I'm looking for a few older guys...I'm 50...to jam with regularly. I'm an intermediate guitar player and like to sing. Blues, folk, country, rock, whatever sounds good. Ideally I'd like to find a second guitar player, maybe a third, and a mix of other instruments. I'm in the Roncesvalles/Parkdale area. Anyone else got a similar itch?


----------



## Fajah (Jun 28, 2006)

If you haven't found anyone, you may want to consider checking out Downtown Jam. The owner's name is Andrew Hall. Here's the contact info;

Mr. Andrew Hall 
Downtown Jam
74 Richmond Street East
5th Floor
Toronto Ont. 
Canada

416-585-9998
[email protected]

It's a good place to start and find like minded musicians. Andrew caters to to the age group you fit into as well (as do I).

Hope it helps,

Lawrie


----------



## Tarbender (Apr 7, 2006)

Hey Coyoteblue - I got your PM last week and I'm interested in getting something going also.

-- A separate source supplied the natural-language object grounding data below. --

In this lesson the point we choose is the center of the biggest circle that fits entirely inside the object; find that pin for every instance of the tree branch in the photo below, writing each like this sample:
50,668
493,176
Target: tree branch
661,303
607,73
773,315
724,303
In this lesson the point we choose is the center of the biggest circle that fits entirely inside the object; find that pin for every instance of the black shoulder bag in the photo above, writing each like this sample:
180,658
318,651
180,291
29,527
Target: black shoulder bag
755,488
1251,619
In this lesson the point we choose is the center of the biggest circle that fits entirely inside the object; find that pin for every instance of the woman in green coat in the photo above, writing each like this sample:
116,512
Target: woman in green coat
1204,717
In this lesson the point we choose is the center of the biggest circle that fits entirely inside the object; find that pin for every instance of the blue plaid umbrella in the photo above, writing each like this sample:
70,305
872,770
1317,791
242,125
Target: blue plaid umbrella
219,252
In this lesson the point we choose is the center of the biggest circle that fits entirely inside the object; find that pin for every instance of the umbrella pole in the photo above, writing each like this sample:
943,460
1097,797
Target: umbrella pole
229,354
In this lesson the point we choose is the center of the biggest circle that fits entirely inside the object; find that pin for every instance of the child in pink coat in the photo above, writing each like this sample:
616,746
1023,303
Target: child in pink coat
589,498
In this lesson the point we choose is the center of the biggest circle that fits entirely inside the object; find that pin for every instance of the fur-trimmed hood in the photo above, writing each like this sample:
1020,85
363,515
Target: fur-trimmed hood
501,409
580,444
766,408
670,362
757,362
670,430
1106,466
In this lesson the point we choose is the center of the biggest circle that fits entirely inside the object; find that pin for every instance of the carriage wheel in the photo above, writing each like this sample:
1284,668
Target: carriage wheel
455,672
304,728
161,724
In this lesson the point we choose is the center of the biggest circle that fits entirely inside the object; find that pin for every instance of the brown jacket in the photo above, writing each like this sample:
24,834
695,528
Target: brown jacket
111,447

I've been trying to drum up support for a Toronto Beginners Blues group sorta modeled after the one in Oakville. I've gotten a few nibbles but no bites yet.


----------



## coyoteblue (Feb 8, 2006)

Thanks for the suggestion to check out DownTown Jam. In the meantime I have hooked up with two other guys, and we're playing out of my basement...that is, we've played once and it worked out well. If either of you want to email I'll let you know what's going on and maybe we can get together.


----------



## lbrown1 (Mar 22, 2007)

*sounds great*

hey...... I'm in my late 30's - and picked up the electric guitar only a few years ago.....I like playing mostly blues and some metal - but I have limited my playing to my basement.......my skills are basic, but I'd be interested in hacking around with some other players


----------